PathoVax LLC ("PathoVax"), a biotech company focused on developing a universally preventative Human Papillomavirus (HPV) vaccine - "RGVax", today announced that the U.S. Food and Drug Administration (FDA) has completed its review of the investigational new drug (IND) application for its licensed monovalent component- HPV16 RG1-VLP and concluded that a Phase 1 clinical trial in the United States and Austria is now given the go-ahead to proceed.

This Phase 1, first-in-human, global multicenter clinical study seeks to demonstrate the safety and immunogenicity responses to HPV16 RG1-VLP in healthy volunteers. The underlying RGVax foundational technology was licensed from Johns Hopkins University and the subsequent GMP as well as Phase 1 development of this vaccine was supported by the NCI PREVENT cancer program.

"The world needs more, and particularly broad-based, HPV vaccines. We are excited that our collaborators have been able to move forward with the clinical development of HPV16 RG1-VLP. This clinical proof of concept will demonstrate the potential it holds for positively impacting the lives of many individuals at risk of HPV infection and diseases. We look forward to globally supporting these efforts in parallel and beyond this Phase 1 especially in Asia-Pacific and other developing countries too where there is a high burden of HPV diseases," said Dr Kevin Koh, Chairman of PathoVax.
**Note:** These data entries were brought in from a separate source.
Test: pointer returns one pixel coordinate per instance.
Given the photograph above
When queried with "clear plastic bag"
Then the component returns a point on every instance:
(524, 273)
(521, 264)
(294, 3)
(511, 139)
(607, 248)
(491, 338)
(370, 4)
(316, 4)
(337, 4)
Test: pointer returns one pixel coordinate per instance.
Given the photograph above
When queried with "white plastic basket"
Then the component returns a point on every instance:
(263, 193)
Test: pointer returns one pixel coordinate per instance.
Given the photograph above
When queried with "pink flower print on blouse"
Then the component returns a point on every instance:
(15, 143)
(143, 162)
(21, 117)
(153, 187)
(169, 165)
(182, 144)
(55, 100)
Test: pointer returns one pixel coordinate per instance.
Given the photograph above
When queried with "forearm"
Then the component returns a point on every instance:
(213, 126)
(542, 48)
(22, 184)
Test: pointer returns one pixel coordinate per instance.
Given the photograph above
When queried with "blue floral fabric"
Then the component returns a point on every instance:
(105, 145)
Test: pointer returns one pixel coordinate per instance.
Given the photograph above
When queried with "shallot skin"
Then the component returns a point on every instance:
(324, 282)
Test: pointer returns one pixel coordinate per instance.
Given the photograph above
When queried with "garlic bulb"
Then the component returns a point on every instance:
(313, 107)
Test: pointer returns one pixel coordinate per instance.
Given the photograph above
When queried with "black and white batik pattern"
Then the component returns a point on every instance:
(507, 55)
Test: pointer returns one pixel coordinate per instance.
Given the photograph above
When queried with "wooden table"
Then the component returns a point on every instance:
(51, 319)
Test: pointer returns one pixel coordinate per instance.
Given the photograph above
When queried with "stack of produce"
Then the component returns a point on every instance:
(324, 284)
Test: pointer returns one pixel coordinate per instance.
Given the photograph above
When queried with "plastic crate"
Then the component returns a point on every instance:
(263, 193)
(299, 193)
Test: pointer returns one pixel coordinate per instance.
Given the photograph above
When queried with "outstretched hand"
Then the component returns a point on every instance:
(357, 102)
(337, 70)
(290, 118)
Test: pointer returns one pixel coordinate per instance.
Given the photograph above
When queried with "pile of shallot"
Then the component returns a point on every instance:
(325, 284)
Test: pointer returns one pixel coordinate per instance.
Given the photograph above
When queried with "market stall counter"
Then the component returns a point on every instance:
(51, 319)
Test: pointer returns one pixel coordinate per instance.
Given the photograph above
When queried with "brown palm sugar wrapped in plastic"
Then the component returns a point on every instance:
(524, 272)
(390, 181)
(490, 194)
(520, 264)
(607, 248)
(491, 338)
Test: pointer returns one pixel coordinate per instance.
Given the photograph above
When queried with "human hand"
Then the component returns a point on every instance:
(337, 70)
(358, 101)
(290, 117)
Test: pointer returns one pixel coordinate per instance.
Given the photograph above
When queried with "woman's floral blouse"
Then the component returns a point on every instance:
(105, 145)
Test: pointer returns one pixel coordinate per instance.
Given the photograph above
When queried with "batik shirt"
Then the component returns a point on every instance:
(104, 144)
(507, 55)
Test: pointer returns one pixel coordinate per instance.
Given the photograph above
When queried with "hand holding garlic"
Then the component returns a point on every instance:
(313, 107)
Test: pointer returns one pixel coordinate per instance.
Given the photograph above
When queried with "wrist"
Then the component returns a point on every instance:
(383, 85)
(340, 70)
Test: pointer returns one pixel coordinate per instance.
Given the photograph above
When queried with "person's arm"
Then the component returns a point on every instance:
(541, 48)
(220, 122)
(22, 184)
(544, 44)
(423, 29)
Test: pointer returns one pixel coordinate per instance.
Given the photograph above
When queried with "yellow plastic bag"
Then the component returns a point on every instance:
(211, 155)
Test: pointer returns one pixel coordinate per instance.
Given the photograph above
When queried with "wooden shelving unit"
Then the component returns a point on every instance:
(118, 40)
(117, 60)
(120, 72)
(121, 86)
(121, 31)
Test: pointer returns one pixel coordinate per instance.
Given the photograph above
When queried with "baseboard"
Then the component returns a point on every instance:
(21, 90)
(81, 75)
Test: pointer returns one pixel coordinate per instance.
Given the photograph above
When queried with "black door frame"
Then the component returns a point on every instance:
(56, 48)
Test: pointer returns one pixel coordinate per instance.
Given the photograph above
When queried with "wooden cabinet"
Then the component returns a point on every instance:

PathoVax was co-founded to licensed and developed a game changing preventative universal HPV vaccine. The foundational technology (RGVax technology) is based off vaccine scientific research at the Johns Hopkins University and Medical University Vienna. Unlike existing HPV vaccines that do not target all HPV types, the RGVax technology and  formulation has been shown to provide comprehensive protection against at least 18 high risk HPV types with immunogenicity lasting over a year without additional boosts in head-to-head studies with existing approved HPV vaccines.  This leapfrogs current vaccines as multiple diseases are now linked to HPV infection. It is anticipated that such additional protection will eventually establish new standards of care for many patients.

Dr Joshua Wang, a co-founder of PathoVax LLC said the following "Securing FDA clearance to start clinical trials is a significant achievement. This could not have been possible without the ongoing academic-industry collaborations that have occurred since day one between PathoVax LLC, Johns Hopkins and the National Cancer Institute's PREVENT program."